Zuco Gay Asian Male (41)
How out are you? I’m out to almost everyone except my mom and a few old church friends I have not had contact with for years.
Where did you come out? Singapore
What’s your story like?
I knew about myself since puberty at 15. I did mess around with two straight (well one is definitely straight now married with kids) guys of my same age (15) who were my neighbours but nothing more came out of that. Coming from a protestant Christian background and family, it was almost impossible to come to terms with my sexuality. I went through the whole earnest and extremely sincere praying that the whole thing is just a phase and I would come out of it, but of course nothing came out of it.
Enlisting in the navy was a good break for me. I was busy with work and partying with my shipmates while on overseas trips. That took my mind off the whole issue and it was placed on the back burner. But while my straight shipmates patronised the ladies of the night while abroad, I didn’t. I had the most convenient excuse to use when queried. I was a Christian and this was something that went against my beliefs. Of course the real reason was that I didn’t fancy ladies but didn’t want to risk discovery by seeking out guys abroad. But all that changed when I was posted to a shore unit where I had an 8 to 5 work schedule.
Then all of a sudden, the whole unresolved sexuality issue reared its head on Christmas Eve. Knowing that it was impossible to reconcile the religion that is so much a part of my life and my innate sexuality, I realised that the only way out was to get out of life permanently. But I love my family too much to inflict that trauma on them. So I resolved to cut myself out of their lives and wait till they were gone before ending it all.
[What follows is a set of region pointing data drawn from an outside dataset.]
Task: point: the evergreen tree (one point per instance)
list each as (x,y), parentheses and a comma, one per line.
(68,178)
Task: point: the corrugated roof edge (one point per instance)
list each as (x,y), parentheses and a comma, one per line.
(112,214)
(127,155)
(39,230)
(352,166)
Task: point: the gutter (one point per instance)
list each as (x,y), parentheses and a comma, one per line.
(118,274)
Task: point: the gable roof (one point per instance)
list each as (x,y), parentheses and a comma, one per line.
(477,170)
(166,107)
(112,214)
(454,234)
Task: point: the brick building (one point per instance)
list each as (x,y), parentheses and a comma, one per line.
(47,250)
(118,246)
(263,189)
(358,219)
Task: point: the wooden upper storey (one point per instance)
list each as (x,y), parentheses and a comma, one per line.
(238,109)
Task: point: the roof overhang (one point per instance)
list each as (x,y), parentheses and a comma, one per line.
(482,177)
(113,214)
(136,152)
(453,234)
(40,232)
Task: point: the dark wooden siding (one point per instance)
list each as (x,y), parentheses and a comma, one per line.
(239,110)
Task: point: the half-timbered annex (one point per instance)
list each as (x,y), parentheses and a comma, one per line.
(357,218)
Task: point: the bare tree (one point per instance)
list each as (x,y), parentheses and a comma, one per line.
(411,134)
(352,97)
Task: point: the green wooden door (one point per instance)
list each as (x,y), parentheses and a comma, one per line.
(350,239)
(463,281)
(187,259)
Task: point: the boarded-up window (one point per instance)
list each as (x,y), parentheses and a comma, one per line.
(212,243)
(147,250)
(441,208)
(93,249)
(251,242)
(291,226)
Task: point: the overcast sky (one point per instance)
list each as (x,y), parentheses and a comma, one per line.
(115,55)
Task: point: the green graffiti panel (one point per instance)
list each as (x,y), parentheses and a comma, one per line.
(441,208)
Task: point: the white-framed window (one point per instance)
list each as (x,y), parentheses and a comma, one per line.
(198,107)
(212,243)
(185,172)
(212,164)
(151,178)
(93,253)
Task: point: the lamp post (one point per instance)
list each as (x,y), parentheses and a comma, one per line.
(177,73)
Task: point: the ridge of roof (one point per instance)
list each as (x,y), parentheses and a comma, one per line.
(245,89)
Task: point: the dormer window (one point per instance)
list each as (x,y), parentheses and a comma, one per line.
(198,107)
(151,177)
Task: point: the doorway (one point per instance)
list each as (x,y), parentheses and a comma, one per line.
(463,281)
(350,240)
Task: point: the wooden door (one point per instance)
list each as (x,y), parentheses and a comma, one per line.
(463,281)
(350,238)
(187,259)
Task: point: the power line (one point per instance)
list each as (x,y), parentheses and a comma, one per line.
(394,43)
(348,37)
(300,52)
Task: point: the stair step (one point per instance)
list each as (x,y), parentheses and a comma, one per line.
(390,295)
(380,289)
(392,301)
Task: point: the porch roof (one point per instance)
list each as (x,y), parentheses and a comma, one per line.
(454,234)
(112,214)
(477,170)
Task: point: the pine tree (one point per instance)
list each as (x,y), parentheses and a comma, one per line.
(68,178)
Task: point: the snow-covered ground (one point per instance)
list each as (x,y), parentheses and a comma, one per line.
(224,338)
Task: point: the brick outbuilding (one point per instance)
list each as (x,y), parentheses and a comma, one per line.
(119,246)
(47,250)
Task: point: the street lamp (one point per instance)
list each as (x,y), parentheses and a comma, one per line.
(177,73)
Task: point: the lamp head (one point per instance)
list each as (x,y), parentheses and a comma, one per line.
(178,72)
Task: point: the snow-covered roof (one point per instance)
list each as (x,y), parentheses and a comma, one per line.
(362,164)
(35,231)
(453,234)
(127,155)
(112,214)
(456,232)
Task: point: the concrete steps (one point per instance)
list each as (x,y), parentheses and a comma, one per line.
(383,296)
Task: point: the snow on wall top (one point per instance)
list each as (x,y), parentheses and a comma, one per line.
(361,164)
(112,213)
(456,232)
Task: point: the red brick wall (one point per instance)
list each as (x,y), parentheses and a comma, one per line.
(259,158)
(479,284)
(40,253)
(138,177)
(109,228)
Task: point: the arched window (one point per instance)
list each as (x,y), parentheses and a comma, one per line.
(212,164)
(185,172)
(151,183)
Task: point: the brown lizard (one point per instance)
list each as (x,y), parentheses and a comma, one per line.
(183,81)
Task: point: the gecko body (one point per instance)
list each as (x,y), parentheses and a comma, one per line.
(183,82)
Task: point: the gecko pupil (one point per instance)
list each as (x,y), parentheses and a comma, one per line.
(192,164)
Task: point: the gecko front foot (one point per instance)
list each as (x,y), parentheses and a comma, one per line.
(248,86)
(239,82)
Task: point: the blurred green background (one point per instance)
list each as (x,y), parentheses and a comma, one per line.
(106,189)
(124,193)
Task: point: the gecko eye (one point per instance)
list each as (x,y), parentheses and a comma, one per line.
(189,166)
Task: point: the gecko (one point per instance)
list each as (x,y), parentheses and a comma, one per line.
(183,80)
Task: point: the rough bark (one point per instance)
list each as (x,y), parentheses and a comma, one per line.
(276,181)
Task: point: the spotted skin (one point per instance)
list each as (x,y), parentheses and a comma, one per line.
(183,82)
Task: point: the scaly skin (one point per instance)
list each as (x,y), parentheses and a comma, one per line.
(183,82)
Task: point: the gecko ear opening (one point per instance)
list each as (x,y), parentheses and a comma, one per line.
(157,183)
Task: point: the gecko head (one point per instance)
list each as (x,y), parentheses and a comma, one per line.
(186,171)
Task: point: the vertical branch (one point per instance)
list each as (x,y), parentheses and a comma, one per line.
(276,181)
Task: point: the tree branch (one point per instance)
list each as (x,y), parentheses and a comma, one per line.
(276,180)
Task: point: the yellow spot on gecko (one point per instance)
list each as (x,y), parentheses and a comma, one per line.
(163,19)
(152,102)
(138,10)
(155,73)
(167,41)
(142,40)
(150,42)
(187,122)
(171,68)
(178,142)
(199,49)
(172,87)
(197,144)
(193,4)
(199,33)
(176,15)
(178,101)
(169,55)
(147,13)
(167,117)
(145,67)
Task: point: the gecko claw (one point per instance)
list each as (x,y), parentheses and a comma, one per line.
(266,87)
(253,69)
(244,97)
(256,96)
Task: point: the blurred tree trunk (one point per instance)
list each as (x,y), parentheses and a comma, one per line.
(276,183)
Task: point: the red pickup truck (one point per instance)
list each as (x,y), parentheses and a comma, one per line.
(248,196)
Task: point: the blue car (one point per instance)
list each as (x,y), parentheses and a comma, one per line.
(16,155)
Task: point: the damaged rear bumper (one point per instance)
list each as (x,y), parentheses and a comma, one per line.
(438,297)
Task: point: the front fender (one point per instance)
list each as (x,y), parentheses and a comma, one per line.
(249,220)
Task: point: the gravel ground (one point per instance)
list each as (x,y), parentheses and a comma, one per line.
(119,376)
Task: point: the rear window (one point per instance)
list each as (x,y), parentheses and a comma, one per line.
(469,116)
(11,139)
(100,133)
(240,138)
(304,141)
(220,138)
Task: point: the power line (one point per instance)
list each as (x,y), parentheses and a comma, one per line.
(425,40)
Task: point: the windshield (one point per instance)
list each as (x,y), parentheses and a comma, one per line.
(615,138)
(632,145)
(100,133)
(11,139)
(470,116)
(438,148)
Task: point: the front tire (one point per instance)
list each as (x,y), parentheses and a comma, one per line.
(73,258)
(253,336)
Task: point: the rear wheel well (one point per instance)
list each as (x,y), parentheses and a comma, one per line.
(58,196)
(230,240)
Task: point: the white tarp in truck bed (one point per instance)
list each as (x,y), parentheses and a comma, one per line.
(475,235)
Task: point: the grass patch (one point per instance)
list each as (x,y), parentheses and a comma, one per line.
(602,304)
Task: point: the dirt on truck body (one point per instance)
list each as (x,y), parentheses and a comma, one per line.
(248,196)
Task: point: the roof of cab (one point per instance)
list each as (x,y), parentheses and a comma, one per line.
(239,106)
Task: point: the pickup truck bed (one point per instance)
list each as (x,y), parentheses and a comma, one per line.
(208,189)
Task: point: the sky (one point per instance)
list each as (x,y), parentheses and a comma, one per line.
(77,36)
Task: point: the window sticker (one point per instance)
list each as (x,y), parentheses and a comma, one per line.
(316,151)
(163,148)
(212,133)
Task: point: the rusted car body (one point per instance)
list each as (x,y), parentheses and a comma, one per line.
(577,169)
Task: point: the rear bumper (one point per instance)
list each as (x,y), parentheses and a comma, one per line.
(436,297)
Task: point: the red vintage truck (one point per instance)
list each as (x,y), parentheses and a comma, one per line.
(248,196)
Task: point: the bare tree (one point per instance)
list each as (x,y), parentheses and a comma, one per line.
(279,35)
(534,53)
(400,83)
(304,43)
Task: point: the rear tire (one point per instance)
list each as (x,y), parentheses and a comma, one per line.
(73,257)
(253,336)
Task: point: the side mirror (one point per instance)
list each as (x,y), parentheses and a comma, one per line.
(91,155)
But of course things don’t turn out the way we plan.
It was in 1995 that I met a friend through one of the sports that I was actively involved in. Unknown to me, he’s gay but was totally unlike any of the other gay men that I had seen whom my sister hung out with. He came out to me in 1998 and we had quite a number of long talks before I finally admitted my own sexuality to him in 1999.
From then on, it was a slow process of deprogramming myself of whatever hangups carried over from religion. In 2000, I finally came out to my sister who was totally cool about it. I know, the fact that my sister has a lot of gay friends should naturally mean that she would be cool about it. But I thought that having gay friends does not make one automatically accepting of a gay brother. Thankfully, I was proven wrong and she has turned out to be the most accepting and supporting sibling I can ever hope for. She even knows and get along well with my close gay friends and out-bitch any of them.
It’s been 11 years since I came out and the road has been interesting with its fair share of dramas, experiences, laughter, tears and lessons. As for religion, well, let’s just say that that is no longer a part of my life. And thankfully so.